How much do you want to see Ross Kemp naked? That’s what all this boils down to in the end. And the answer, maybe, just maybe, is not as much as you might think.

Three years ago, an England round-of-16 victory over Colombia was deemed sufficient for him to rip his top off and howl like a WWE wrestler down the lens of his phone for the benefit of social media. If England go all the way, Grant Mitchell certainly will too, and there’s no way we can say we hadn’t been warned.

The first of the rituals is upon us. The names are out. Trent’s in. Lingard isn’t. And there in the stomach rumbles that old friend, not so much false hope as enforced hope, like the final night of a three-night stag weekend. Forcing oneself to hope that this time, it really will be different, but knowing, ultimately, that it won’t.

England doesn’t expect. It never really has done. The last time England legitimately expected was 51 years ago. You really can’t win a tournament without knocking out at least one proper, top tier footballing nation, and England hasn’t done such a thing since 1966, so the weight of actual, real expectation is low.

Could this year be different? We got to the World Cup semi-final last time, after all (beating Sweden and Colombia, but not Croatia, and were comfortably beaten by Belgium, twice, but we try not to think about that).

But this team’s even younger, even more exciting. Foden, Rice, Sancho, Mount, Grealish... if you keep saying all the other young exciting names to yourself, over and over, it might just be enough to drown out the horrors of imagining Kante and Mbappe back together again, both better than ever before.

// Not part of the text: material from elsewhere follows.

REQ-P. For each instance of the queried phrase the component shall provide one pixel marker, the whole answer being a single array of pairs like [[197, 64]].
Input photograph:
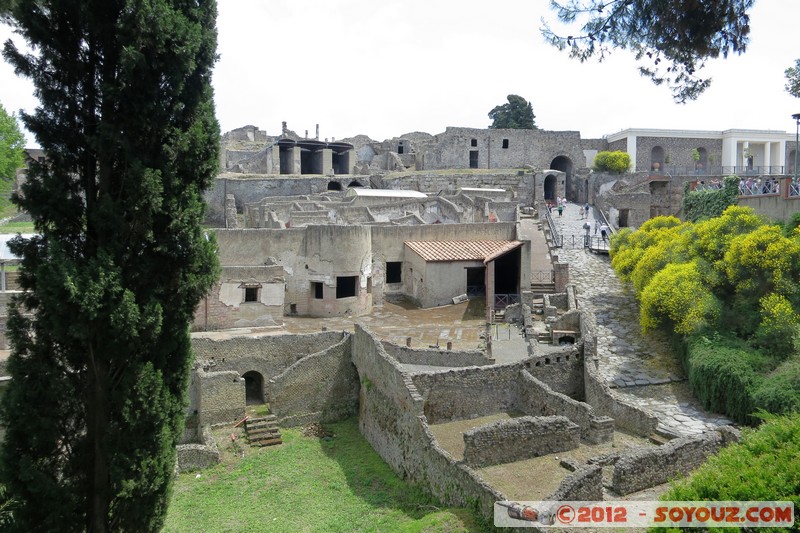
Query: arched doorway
[[657, 159], [564, 164], [700, 156], [253, 388], [550, 188]]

Or Ruben Dias and Bruno Fernandes and Joao Felix and Diogo Jota all jogging out the tunnel behind Cristiano Ronaldo. Or Courtois, De Bruyne, Tielemans, Lukaku… You get the idea. The point is that there might, just be enough young, exciting English names around not to notice the unfortunate fact that there are half a dozen teams that are just as young, and just as exciting. That England has changed, but in comparative terms, it has also stayed the same.

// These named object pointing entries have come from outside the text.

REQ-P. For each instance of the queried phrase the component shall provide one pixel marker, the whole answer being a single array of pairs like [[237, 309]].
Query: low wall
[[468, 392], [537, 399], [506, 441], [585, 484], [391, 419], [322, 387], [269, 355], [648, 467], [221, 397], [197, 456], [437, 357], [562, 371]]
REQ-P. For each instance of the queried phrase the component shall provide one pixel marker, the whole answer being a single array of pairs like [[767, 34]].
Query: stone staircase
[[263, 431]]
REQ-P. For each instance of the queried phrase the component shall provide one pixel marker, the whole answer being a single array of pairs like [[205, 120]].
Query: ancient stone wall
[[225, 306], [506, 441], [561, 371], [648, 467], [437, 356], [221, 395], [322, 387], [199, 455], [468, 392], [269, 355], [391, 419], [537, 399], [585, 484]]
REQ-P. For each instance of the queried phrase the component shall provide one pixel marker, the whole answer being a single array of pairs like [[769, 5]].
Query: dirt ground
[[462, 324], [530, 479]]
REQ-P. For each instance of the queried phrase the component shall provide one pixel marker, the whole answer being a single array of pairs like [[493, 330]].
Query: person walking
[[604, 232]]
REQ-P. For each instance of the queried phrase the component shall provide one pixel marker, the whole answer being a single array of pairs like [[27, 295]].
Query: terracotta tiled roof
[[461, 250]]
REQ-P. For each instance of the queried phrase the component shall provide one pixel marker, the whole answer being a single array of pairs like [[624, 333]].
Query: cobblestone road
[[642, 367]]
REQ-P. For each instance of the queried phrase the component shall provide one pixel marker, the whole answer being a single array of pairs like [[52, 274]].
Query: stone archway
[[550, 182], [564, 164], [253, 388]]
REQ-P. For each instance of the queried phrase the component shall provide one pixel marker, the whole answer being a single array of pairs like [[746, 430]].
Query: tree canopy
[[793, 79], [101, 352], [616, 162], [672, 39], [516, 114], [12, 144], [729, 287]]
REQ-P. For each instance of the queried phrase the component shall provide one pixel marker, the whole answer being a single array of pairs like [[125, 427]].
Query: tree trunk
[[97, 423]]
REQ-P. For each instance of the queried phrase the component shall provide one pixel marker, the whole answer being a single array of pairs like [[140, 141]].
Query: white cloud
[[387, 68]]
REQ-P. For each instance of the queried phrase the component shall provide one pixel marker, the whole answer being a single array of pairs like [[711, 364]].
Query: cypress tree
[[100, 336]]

But maybe, you know, that’s fine. The longing has gone on for so long now it is part of our cultural heritage. If the longing went, would we have left?

I can remember staying up half the night, in 2012, to watch Andy Murray win the US Open, becoming the first British men’s grand slam winner in something like 10,000 years and actually weeping. A year later, when he won Wimbledon, you would be hard-pushed to find a more breathless set of newspaper front pages since the end of the Second World War.

And yet, in 2016, I happened to have a bit of a party in my flat for the final of that year’s Euros. Around 20 of my friends came, all fairly sports obsessed, and yet nobody once mentioned, all night, the other sporting occasion that had taken place earlier that day. Murray had won Wimbledon again. No one breathed a word about it. No one, frankly, cared. I couldn’t tell you for certain if I even watched it.

Maybe, just maybe, it’s the longing that we cherish, more than the winning. Maybe the hope that things might be different trumps the expectation that things remain the same.

And more’s to the point, this deluded hope has lingered so long it has passed down the generations. Little boys and girls who have cried into the full kit their father bought them, watching yet another England quarter-final exit, are now very much old enough to be buying full kits for their little children, expecting, perhaps even hoping, for the ritual to be repeated.

That it might be their turn to want, more than anything, something that has never actually come even vaguely close to happening in a very long time indeed, and almost certainly will not do again.

Except that, you know, maybe, just maybe, this time might be different. It really could be, you know. The home crowd, if it’s allowed in. A lot of young, exciting players. Anything could happen. Couldn’t it?